JGKK · December 11, 2019, 11:25am

Thanks for the thorough answer I will keep an eye on your project. For now I’ll stay with my own solution based on nodered:see_no_evil:
I actually have had very good experiences when using pocketsphinx python with a custom 3 gram lm and a custom dictionary when working with a small vocabulary like in a smart home focused environment (a few hundred words of vocabulary and maybe a few thousand sentences that the language model is based on). And in my case it gave me better performance when running everything on one raspberry pi than kaldi did.
In quiet environments I have a stt Hit Rate of well over 95 percent.
With satellites and Hotword coalescing I mean when you have several voice input sites throughout your home but several of them overlap. So you only want the closest one to trigger if two Heard- the wakeword. I implemented a time stamp based approach but you have to integrate a custom offset for the delay certain microphones have.
Johannes

sepia-assistant · December 11, 2019, 12:07pm

Thanks for the thorough answer I will keep an eye on your project. For now I’ll stay with my own solution based on nodered

From all I’ve seen so far Node-red looks pretty cool. It’s been on my to-do list to check out possible synergies with SEPIA for a long time now ^_^. I like the idea of building and connecting stuff with graphical interfaces like this or Blockly for example. Actually I’m planning to do something similar for the SEPIA SDK so people don’t have to write code in Java .

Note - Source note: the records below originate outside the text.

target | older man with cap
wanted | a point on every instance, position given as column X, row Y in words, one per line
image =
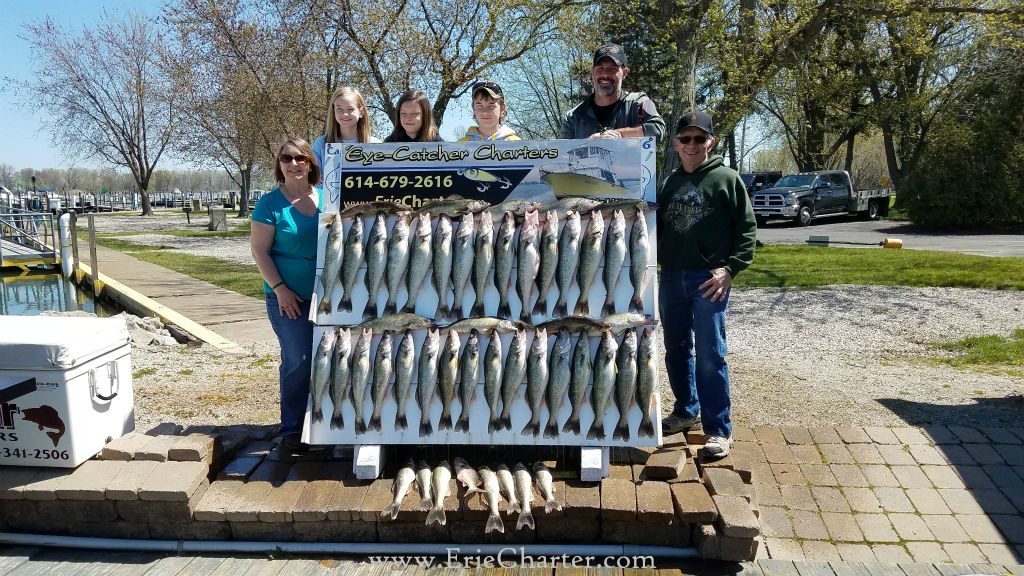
column 609, row 112
column 706, row 236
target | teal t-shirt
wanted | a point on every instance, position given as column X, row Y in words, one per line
column 294, row 248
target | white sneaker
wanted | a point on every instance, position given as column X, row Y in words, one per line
column 718, row 446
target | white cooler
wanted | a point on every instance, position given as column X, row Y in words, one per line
column 82, row 397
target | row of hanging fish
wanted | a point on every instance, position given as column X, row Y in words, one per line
column 546, row 251
column 623, row 370
column 515, row 487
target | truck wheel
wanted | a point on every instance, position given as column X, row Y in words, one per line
column 804, row 216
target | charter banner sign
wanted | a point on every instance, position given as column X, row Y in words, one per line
column 538, row 170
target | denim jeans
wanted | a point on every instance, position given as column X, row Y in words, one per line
column 695, row 326
column 296, row 339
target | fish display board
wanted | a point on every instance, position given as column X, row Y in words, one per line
column 604, row 189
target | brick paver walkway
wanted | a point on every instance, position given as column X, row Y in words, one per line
column 890, row 495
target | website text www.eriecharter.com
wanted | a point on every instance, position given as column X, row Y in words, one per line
column 512, row 557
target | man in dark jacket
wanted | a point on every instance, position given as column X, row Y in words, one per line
column 706, row 236
column 610, row 113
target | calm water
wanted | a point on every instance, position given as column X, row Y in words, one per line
column 30, row 294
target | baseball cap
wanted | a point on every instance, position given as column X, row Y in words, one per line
column 612, row 51
column 491, row 88
column 695, row 119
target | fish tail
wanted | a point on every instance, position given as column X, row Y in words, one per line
column 525, row 519
column 494, row 523
column 436, row 516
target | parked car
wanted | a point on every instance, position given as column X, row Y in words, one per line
column 806, row 196
column 761, row 179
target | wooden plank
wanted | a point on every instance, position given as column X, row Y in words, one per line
column 11, row 557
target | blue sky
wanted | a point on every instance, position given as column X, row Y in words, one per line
column 23, row 142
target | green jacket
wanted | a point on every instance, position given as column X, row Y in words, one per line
column 705, row 219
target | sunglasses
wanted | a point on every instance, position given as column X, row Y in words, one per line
column 699, row 139
column 288, row 158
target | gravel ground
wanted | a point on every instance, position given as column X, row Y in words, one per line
column 835, row 356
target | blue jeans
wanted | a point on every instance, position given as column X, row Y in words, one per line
column 296, row 339
column 694, row 325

I actually have had very good experiences when using pocketsphinx python with a custom 3 gram lm and a custom dictionary when working with a small vocabulary like in a smart home focused environment (a few hundred words of vocabulary and maybe a few thousand sentences that the language model is based on).

I always had the feeling that it is super-sensitive to the hardware you use and ambient noise. What kind of microphone do you use? It’s around 2-3 years ago that I last used it, maybe I should give it another shot.

when you have several voice input sites throughout your home but several of them overlap. So you only want the closest one to trigger if two Heard- the wakeword. I implemented a time stamp based approach but you have to integrate a custom offset for the delay certain microphones have.

Ok then I understood you right. I haven’t focused on this issue yet. By default SEPIA behaves as described above when you separate the remote trigger from the client (same device ID + same user ID = last active client gets the trigger). When both clients use the client-side wakeword trigger it might be possible in SEPIA to filter identical messages with very close timestamps inside the server. I will put this on my to-do list

aditya_Sharma · December 11, 2019, 1:03pm

wow! Thats sounds really really wonderful. Thanks for all that you’ve been doing. Really appreciate.